THE Global Justice Movement Website

THE Global Justice Movement Website
This is the "Global Justice Movement" (dot org) we refer to in the title of this blog.

Wednesday, July 27, 2016

Future Schacht, VIII: Infinite Velocity (a)


Adding to the problem of mere quantity of currency in Germany during the hyperinflation of the 1920s was the almost infinite “Velocity of Money” that resulted.  The “Velocity of Money,” the rate at which money is spent, went to the maximum as people rushed to spend whatever currency they had before it lost any more value.  As any monetary economist will quickly tell you, this effectively multiplied the amount of currency in circulation immensely, adding to the rate of inflation like pouring gasoline on highly inflammable material.
Stores refused to sell what little stock they could acquire except for hard foreign currency.  Farmers refused to bring food into the city.  While foreigners were buying everything in sight at a pittance, ordinary people were starving to death.  As the London Daily Mail reported on August 6, 1923 in an interview, “Villagers who used to send butter to Berlin are no longer troubling to do so.  They already have crates in their cottages packed with worthless paper money.  ‘Why get more’?  A workingman said to me: ‘We used to talk about the stupid peasants, but now they are laughing at us.’”
A number of expedients were tried both to provide circulating media and, possibly, call a halt to the tremendous rate at which money was losing its value.  In October 1918, interest coupons on government war bonds were temporarily declared legal tender.  In October 1923, interim notes of the Reichs Bank for Treasury Certificates, partial bonds of the treasury certificates, and whole treasury certificates of the Reich were declared legal tender.  These were denominated in gold Marks and U.S. Dollars.
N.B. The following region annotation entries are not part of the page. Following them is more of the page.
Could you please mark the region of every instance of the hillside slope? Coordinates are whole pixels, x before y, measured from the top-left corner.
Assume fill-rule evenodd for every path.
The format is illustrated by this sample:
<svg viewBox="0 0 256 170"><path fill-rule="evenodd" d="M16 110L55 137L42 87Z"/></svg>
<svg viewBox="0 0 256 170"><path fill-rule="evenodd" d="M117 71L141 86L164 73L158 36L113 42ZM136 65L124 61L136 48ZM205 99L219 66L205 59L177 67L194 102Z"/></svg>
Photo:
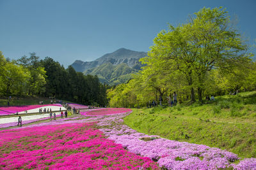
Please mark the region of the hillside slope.
<svg viewBox="0 0 256 170"><path fill-rule="evenodd" d="M122 48L92 62L76 60L71 66L76 71L97 75L100 82L113 85L125 83L138 72L143 66L139 60L145 56L146 52Z"/></svg>
<svg viewBox="0 0 256 170"><path fill-rule="evenodd" d="M256 157L256 92L191 106L134 109L125 124L148 134Z"/></svg>
<svg viewBox="0 0 256 170"><path fill-rule="evenodd" d="M97 75L102 83L114 85L126 82L132 78L132 74L136 72L138 70L131 68L125 63L114 66L111 62L106 62L84 71L84 74Z"/></svg>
For a short time, an attempt was made to stamp the old silver coins of the Second Reich (for virtually no gold coin existed in Germany) with countermarks indicating their value in inflated currency.  Private individuals, businesses and municipalities issued Notgeld (“Un-money”) to provide the crying need for anything to carry out transactions.  Postage stamps, special privately-issued micro- and fractional-currency, commodity-backed municipal bills of exchange in small denominations, such as a quarter measure of wheat . . . almost anything that could be conceived as currency was pressed into service, limited only by the imagination or desperation of the people.
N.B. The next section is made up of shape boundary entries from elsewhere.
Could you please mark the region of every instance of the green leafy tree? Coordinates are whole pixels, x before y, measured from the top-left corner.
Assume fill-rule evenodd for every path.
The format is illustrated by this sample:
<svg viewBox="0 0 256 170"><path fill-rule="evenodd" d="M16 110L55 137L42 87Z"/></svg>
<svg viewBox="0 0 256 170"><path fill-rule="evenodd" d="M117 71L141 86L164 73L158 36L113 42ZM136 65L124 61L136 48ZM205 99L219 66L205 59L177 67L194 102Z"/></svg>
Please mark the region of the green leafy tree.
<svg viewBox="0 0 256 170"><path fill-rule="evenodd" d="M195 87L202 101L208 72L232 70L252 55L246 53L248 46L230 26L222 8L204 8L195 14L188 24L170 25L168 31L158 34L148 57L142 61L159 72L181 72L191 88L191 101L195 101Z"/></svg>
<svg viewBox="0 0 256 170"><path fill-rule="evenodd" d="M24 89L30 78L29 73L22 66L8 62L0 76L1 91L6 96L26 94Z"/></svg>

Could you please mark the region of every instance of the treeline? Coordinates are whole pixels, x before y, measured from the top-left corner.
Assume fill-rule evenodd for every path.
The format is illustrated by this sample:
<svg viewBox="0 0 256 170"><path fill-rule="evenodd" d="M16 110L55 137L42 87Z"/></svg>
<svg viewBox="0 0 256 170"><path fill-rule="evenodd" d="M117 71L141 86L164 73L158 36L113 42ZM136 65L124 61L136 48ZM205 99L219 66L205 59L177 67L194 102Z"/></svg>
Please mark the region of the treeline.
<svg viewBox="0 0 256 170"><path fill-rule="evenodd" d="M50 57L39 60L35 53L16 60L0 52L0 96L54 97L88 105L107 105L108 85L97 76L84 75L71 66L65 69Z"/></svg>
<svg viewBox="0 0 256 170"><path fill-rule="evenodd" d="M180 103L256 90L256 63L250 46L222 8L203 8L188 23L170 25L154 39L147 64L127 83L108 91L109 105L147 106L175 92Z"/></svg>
To be able to carry out transactions and continue in business, enterprises resorted to issuing bonds denominated in commodities.  As Hjalmar Schacht recalled,
Many business firms took to paying their workpeople with foodstuffs.  But that was only an imperfect and partial emergency measure.  Firms requiring capital for business and investment adopted the practice of issuing bonds in respect, not of money, but of coal, electric kilowatt-hours, potash, cement, and so forth which constituted the real value of such bonds. (Schacht, Confessions, op. cit., 153.)
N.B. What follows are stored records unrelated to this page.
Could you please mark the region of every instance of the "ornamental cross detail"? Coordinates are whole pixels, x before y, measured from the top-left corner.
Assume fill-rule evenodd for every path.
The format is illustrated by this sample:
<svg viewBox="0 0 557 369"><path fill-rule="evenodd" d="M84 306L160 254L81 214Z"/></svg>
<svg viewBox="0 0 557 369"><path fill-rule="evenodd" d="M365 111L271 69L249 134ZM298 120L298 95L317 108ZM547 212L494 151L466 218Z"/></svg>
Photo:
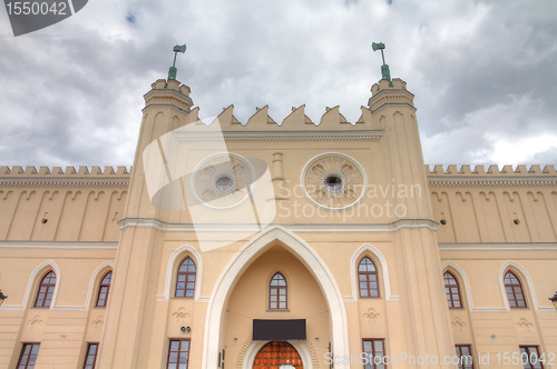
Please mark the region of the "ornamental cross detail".
<svg viewBox="0 0 557 369"><path fill-rule="evenodd" d="M176 56L178 52L186 52L186 46L185 44L176 44L174 47L174 62L170 69L168 69L168 80L176 79L176 74L178 73L178 70L176 69Z"/></svg>
<svg viewBox="0 0 557 369"><path fill-rule="evenodd" d="M373 42L371 44L373 51L381 50L381 58L383 59L383 64L381 66L381 78L387 79L389 81L389 86L392 86L391 81L391 72L389 71L389 66L384 62L384 43L383 42Z"/></svg>

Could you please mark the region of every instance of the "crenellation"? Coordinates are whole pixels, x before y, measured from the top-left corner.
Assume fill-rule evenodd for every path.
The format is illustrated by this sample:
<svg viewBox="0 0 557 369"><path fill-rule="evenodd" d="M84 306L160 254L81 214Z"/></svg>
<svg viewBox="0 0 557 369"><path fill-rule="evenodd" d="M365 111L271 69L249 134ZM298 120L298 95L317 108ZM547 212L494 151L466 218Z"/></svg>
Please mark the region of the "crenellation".
<svg viewBox="0 0 557 369"><path fill-rule="evenodd" d="M544 173L549 173L549 174L555 174L555 166L554 164L547 164L544 167Z"/></svg>
<svg viewBox="0 0 557 369"><path fill-rule="evenodd" d="M50 168L48 167L40 167L39 168L39 176L47 176L50 174Z"/></svg>
<svg viewBox="0 0 557 369"><path fill-rule="evenodd" d="M440 184L444 180L444 183L529 183L529 184L555 184L557 183L557 172L555 166L545 166L541 170L541 166L517 166L515 169L512 166L504 166L499 169L499 166L490 164L486 171L486 166L477 164L473 171L470 169L469 164L463 164L460 168L456 164L443 166L426 166L426 172L428 173L428 179L430 183ZM495 180L495 181L494 181Z"/></svg>
<svg viewBox="0 0 557 369"><path fill-rule="evenodd" d="M89 168L87 168L87 167L79 167L79 168L78 168L77 173L78 173L79 176L87 176L87 174L90 174L90 172L89 172Z"/></svg>
<svg viewBox="0 0 557 369"><path fill-rule="evenodd" d="M470 170L470 166L469 164L465 164L462 167L460 167L460 173L462 174L471 174L471 170Z"/></svg>
<svg viewBox="0 0 557 369"><path fill-rule="evenodd" d="M473 172L483 176L486 174L486 167L478 164L473 168Z"/></svg>
<svg viewBox="0 0 557 369"><path fill-rule="evenodd" d="M541 167L539 164L532 164L530 166L528 172L534 174L541 174Z"/></svg>
<svg viewBox="0 0 557 369"><path fill-rule="evenodd" d="M490 173L490 174L499 174L499 166L495 166L495 164L489 166L488 173Z"/></svg>
<svg viewBox="0 0 557 369"><path fill-rule="evenodd" d="M37 173L38 173L37 168L26 167L26 170L25 170L26 176L32 176L32 174L37 174Z"/></svg>
<svg viewBox="0 0 557 369"><path fill-rule="evenodd" d="M89 170L89 168L91 168ZM106 166L104 169L99 166L92 166L92 167L87 167L87 166L79 166L79 167L72 167L68 166L66 169L61 167L46 167L41 166L39 167L39 170L37 170L36 167L29 166L29 167L20 167L20 166L13 166L13 167L8 167L8 166L2 166L0 167L0 178L2 177L33 177L33 178L41 178L41 177L109 177L109 176L129 176L130 173L130 168L126 166L119 166L116 168L111 166Z"/></svg>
Regular coinage rapidly became a thing of the past.  When it cost hundreds of thousands times the face value to mint a single coin, issuing coins represented a pure drain of resources and effort.  While a few of the regular issues of the Second Reich had been continued for a short time by the Weimar Republic (the Five and 10 Reichspfennigs in iron and zinc), their face values were ridiculously low in view of a price level that increased by tens of thousands of Marks per hour.  Anything less than 1 million Reichsmarks soon ceased to have any meaning, as did anything less than 1 billion Reichsmarks within a very short time.
Nothing like this had ever happened before.  Its effect on the German psyche is beyond calculation.  We today can look at instances of hyperinflation, even that of the former Yugoslavia that has surpassed that of Germany in the early 1920s, and know that, bad as it may be, there can, somehow, be an end to it.  Germany in 1923 had no such assurance.  For all they knew, the absolute chaos was a permanent condition, a social and economic Armageddon following four years of total war that in itself had seemed like the end of the world.